Are the Mexican people the children of Moctezuma or the children of Cortés? This question, long the central problem of Mexican historians, Justo Sierra answered by saying, "The Mexicans are the sons of the two peoples, of the two races … to this we owe our soul."
Because Sierra recognized the dual parentage, he was able to view his country's history as an evolutionary process. Formed in both the indigenous past and the colonial past, the Mexican people, after three hundred years of slow and painful gestation, were finally born with the arrival of Independence. They came of age when the Reform, the Republic, and the nation achieved a single identity.
This classical synthesis, written on the eve of the Mexican Revolution, gave direction to the generation that furnished the Revolution's intellectual leaders.

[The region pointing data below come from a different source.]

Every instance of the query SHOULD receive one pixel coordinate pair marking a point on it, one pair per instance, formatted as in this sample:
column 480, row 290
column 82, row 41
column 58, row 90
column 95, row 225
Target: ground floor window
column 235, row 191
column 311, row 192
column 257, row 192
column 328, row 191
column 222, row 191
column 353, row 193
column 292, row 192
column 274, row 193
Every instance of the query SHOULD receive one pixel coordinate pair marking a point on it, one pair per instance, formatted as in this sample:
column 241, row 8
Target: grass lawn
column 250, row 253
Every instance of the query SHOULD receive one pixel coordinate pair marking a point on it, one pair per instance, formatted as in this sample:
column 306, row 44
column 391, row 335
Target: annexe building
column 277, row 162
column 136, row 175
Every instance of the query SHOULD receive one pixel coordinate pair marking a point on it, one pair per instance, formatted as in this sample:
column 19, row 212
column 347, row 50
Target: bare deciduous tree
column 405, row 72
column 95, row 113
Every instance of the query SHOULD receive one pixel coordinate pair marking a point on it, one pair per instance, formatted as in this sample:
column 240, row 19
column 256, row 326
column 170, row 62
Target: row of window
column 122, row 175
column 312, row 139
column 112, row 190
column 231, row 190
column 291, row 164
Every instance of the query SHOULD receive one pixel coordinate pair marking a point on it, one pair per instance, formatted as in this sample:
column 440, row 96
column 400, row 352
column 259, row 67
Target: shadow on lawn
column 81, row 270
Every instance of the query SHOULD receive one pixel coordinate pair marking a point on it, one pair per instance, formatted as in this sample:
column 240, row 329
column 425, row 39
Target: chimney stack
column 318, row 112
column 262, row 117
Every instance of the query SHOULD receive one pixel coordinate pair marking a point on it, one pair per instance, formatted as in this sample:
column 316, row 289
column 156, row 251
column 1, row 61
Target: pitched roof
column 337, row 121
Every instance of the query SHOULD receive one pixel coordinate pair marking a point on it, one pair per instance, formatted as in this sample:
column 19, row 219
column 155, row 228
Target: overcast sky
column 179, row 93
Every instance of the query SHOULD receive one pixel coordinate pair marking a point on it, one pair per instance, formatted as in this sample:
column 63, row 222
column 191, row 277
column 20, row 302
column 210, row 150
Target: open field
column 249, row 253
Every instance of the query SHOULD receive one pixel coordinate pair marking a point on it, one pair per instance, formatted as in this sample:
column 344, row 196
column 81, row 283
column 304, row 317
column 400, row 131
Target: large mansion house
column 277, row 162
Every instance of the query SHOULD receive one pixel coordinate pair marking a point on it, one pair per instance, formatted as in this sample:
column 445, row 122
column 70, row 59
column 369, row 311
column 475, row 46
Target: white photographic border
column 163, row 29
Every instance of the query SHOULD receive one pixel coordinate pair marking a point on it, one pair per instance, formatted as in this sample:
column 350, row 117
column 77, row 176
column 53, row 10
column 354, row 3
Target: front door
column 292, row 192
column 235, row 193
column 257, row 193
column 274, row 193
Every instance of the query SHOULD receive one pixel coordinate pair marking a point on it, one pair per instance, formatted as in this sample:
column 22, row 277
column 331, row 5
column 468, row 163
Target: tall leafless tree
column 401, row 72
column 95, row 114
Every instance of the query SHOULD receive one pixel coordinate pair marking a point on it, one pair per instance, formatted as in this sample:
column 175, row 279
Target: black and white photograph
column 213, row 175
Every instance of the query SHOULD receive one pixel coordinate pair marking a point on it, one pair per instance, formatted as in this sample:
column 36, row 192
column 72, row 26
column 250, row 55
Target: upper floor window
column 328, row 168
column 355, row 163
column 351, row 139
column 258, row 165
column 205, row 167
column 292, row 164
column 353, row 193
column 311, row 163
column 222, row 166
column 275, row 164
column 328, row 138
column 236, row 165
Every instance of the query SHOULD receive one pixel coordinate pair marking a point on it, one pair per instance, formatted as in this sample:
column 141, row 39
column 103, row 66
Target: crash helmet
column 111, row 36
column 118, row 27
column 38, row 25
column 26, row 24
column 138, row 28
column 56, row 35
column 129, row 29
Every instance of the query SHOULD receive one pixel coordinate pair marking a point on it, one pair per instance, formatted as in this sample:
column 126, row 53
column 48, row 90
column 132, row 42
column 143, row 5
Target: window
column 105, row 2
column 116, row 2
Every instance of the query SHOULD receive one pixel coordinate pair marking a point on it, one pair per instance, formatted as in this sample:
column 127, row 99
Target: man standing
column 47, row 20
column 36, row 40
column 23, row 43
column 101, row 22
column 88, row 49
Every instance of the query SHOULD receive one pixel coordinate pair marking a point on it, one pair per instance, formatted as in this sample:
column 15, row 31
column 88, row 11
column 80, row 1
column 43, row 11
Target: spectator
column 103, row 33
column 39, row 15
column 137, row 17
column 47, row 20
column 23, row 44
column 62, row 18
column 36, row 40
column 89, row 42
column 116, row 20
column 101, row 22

Although the author was Secretary of Public Instruction in the dictatorial regime of Porfirio Díaz, he was the first historian to show sympathy for the plight of the masses, and his book ends with the warning that political evolution has lost its way unless the result is freedom.

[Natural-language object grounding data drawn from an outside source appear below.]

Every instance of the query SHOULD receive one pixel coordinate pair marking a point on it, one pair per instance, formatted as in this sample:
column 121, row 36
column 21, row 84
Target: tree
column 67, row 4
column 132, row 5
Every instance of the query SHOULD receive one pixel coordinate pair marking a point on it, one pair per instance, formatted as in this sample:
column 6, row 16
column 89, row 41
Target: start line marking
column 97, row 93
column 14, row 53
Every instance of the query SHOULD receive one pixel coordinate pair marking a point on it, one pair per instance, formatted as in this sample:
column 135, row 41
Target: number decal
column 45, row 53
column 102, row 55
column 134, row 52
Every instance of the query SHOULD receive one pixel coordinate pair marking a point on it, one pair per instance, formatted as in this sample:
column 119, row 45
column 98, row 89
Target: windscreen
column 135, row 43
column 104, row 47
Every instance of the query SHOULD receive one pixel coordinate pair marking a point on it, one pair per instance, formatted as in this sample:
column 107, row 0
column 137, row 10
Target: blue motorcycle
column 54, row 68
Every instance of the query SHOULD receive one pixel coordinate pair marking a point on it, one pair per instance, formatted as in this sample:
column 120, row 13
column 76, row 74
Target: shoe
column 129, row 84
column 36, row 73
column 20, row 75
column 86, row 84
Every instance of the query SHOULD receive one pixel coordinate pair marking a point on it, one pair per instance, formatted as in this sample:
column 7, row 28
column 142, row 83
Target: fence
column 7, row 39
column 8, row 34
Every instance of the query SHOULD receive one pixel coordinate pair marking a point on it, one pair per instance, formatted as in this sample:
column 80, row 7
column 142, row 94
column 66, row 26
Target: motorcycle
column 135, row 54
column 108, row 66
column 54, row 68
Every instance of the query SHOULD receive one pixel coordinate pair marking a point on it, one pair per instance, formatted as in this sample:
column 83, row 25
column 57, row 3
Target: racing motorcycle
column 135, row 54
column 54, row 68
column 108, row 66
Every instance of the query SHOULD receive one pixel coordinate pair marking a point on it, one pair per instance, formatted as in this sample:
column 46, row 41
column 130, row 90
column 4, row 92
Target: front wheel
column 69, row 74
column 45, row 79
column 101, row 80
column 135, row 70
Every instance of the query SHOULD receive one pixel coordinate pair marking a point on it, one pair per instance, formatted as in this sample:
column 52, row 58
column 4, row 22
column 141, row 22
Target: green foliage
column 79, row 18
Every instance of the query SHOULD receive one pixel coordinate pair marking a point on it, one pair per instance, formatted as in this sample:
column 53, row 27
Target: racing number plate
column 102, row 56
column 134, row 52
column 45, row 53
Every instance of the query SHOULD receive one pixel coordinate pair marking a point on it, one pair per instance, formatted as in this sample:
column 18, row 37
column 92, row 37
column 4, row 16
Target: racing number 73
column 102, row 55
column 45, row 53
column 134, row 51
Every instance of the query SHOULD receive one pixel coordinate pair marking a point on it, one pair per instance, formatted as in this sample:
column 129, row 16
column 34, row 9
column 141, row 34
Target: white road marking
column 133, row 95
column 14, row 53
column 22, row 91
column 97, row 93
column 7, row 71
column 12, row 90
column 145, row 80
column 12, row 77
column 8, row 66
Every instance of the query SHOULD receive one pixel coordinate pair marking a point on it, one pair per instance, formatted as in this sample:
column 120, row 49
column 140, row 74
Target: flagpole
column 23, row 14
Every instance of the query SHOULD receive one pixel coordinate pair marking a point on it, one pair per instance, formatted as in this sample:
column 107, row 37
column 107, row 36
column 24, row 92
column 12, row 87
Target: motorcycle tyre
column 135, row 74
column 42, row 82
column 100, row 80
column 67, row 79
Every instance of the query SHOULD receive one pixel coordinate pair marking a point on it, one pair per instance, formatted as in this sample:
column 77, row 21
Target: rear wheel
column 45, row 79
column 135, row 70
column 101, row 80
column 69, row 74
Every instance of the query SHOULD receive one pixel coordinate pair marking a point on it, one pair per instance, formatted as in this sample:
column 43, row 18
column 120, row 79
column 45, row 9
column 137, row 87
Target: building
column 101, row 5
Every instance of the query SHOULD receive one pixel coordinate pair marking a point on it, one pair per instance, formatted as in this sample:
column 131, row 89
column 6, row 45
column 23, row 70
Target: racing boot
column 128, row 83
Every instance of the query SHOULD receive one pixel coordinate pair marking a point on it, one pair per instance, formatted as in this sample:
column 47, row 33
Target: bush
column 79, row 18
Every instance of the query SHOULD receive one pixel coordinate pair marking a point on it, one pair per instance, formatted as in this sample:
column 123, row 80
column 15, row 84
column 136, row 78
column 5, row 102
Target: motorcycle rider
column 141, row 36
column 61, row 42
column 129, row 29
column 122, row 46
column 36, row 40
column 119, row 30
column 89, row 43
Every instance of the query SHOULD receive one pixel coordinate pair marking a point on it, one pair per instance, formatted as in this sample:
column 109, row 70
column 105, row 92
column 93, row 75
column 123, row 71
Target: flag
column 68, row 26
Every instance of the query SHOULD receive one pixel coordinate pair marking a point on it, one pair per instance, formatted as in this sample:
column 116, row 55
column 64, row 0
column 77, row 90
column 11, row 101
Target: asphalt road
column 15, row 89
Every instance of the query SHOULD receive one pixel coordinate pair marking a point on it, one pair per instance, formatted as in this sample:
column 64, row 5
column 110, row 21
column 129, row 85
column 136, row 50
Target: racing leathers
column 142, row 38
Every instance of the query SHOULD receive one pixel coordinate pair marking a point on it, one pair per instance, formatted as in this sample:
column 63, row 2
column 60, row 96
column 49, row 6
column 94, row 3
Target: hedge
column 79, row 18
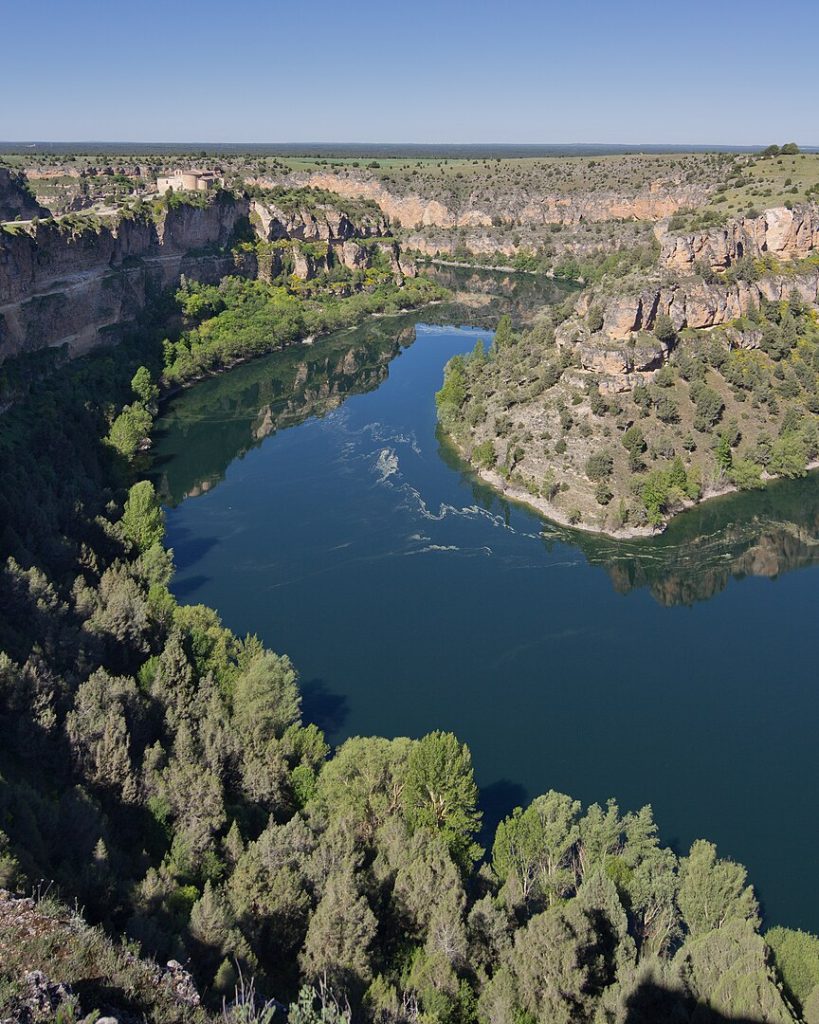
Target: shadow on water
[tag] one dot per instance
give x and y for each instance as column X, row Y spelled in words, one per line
column 498, row 801
column 184, row 589
column 319, row 705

As Edmundo O'Gorman points out in an important essay on Mexican historiography, written especially for this edition, Sierra was also the first to write a history of his nation in a sincere endeavor to get at the truth, instead of shaping his account to prove a thesis or to preach some political faith. And yet, his work "owes its originality and its lasting merit to his vigorous interpretation of Mexico's history in the light of his convictions, of his keen insight, even of his fears." Though the chapters on the pre-Columbian Indian have been rendered obsolete by later archeological discoveries, the rest of the history is still valid and needs only to be brought up to date.